Learning and Changing
I have long tried to make sustainable choices when making textile art but, I am ashamed to say, that has not always been the case. When I started quilting 20+ years ago, I began as many sewists doing – by accumulating a fabric stash. I began to acquire beautiful new 100% cotton, ith the understanding that natural cotton must be the best way to go.
It did not take long to learn that 100% cotton is not all created equal. Some feels softer or more textured or thicker. Some drapes much nicer or holds shape better or is more colour fast. It took longer to learn some of the less visible and arguably more important differences like the impact of manufacturing processes and practices.
I have changed how I acquire textile and the materials that I use. I now make art mostly with scraps, offcuts and upcycled materials from previously used clothes or other textile items. I never shop at box stores or national chains and support local shops for very occasional new fabric purposes. I use mainly materials that I have previously acquired or trade with other sewers. I try to be responsible about passing on materials that I will not use, find it a home where it will put to good use. Sometimes, I find bags of materials on my doorstep from friends who know that I will sort, process and use or rehome.
But I know that I can do better so I keep exploring options and researching suppliers.
Do the best you can until you know better.
Then when you know better, do better.
My Goals for Textile Sustainablity
- Continue to reduce my textile use and to buy NO new textiles that are not ethically produced and sourced
- Use natural fibers, natural dyes, and as much locally sourced material as possible, and encourage other artists to do the same
- Advocate for companies to use practices that are environmentally and ethically responsible in the creation, distribution and life of textiles
- Learn more about textiles and their properties
- Make and mend more of my on clothes (eventually 100% of any new items)
How long it takes textiles to decompose
It is hard to think or talk about textile use without making a connection to the fashion industry, the main contributor to textile waste. The term slow fashion has become a counter to the idea of fast fashion, throw-away clothing.
How do you know if a company uses sustainable practices?
If you want to make responsible choices about fashion purchases, you need to know something about the companies selling fashion.
This article has good guidelines to assess different brands.
The first recommendation is Understand what kind of ‘sustainable’ or ‘ethical’ you’re after
This is a question that often is not something that people think about when examining brands. Some considerations include:
- Clothes that have been produced in a way that’s kind t the environment (sustainable or eco-friendly)
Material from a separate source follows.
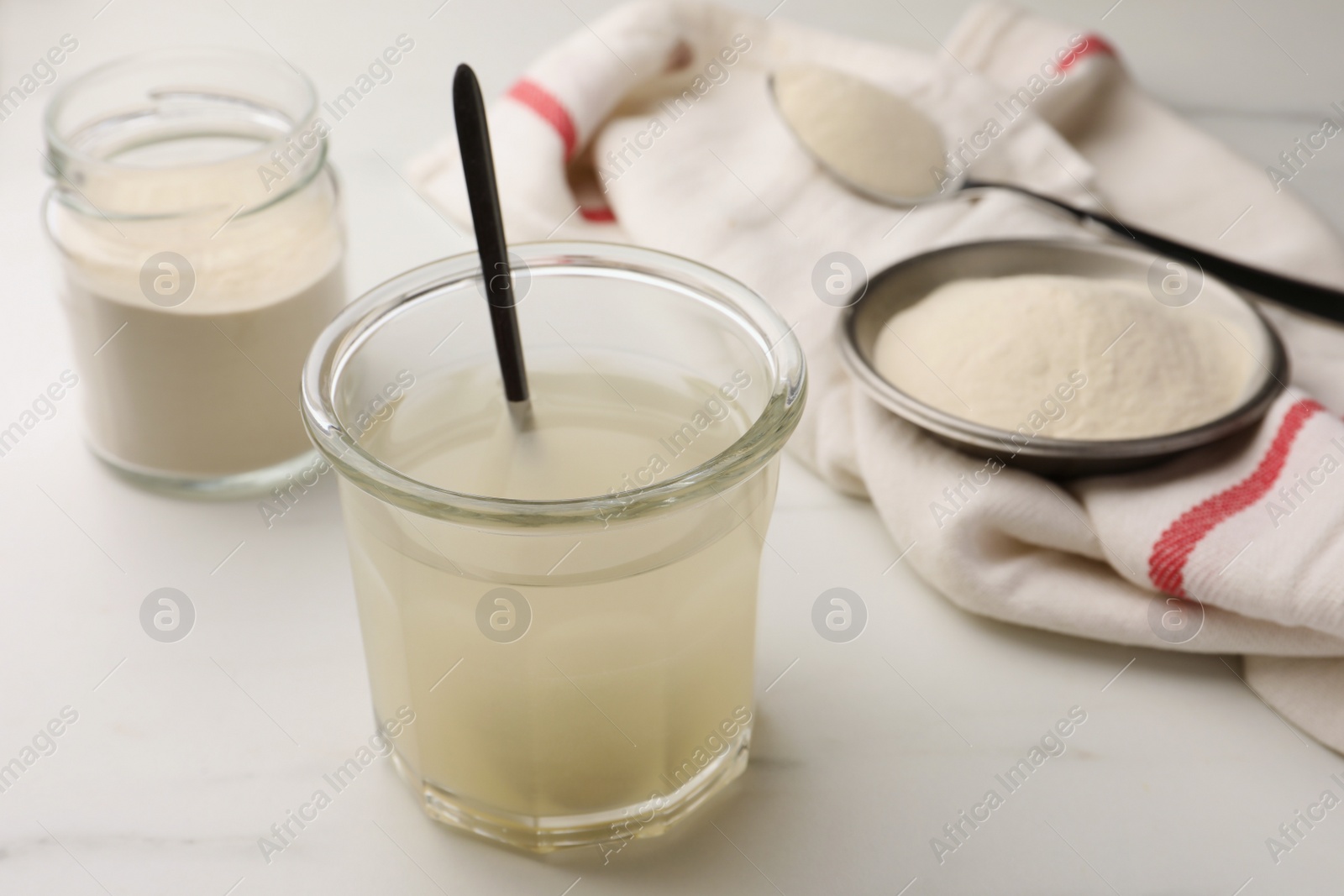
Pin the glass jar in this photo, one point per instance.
(199, 231)
(559, 616)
- Vegan and free from animal by-products (ethical or vegan)
- Produced by garment workers who are paid good wages and treated with dignity (fair trade or ethical)
Of course, you might require all of these or some different combination. It is a question worth considering.
The other presented ‘tricks’ for evaluating sustainability are: Consider materials; Look for transparency; Check for third-party certifications; Take packaging and delivery into account whenever possible; and Do your research.
Note: This article is from Project Cece, a UK based company that offers a search engine for ethical clothing and sustainable fashion in Europe. They have a lot of informative and interesting articles.
The opposite of fast fashion, and an element of the slow movement that calls for responsible manufacturing practices and processes that demonstrate respect for the environment, people and animals. It typically emphasizes natural products, reuse and recycling, and shopping locally.
Surplus fabric from designers or clothing manufactures. Traditionally would be held for a season and then trashed. There is growing demand by fashion houses or fabric shops are that are ‘rescuing’ textiles destined for disposal and using it for manufacturing or resale. This keeps the surplus from landfills and can be an ideal opportunity for small or new sustainable companies to reduce their footprint, keep costs down and acquire limited and quality fabrics, including scraps that are often ideal for small clothing items or accessories.
Critics of deadstock fabric point out that it offers an incentive for manufactures to produce or buy more for the opportunity to sell and offset costs, rather than find incentive to reduce production and consumption. It also can be difficult to track fibers or manufacturing processes and practices. Some refer to deadstocking as greenwashing.
A marketing tool used by companies to make it seem that they are more environmentally responsible than they actually are by using terms like sustainable, green, eco-friendly without evidence or definitions.
You can help reduce the impact of greenwashing in fashion by being informed.
Eco Friendly Options
Some ways to reduce your textile footprint and make a difference:
- Look for sustainable fibres (, sustainable practices and environmentally responsible brands.
- Become more informed about textiles and the processes and practices used to make them
- Learn more about the full life cycle of clothes and textiles and how to manage it
- Buy used, buy local, trade with friends or on local buy-nothing community sites
- Make your own clothes
- Do more mending
- Recycle, upcycle, reuse. Turn a pair of jeans into a skirt or a bag. Use old cotton shirts to make a memory quilt. Make a shirt from a dress – or vice versa.
Do you have other suggestions to reduce the footprint around textiles? Please share in the comments.
Be informed. Be creative. And join the movement to keep learning better AND doing better.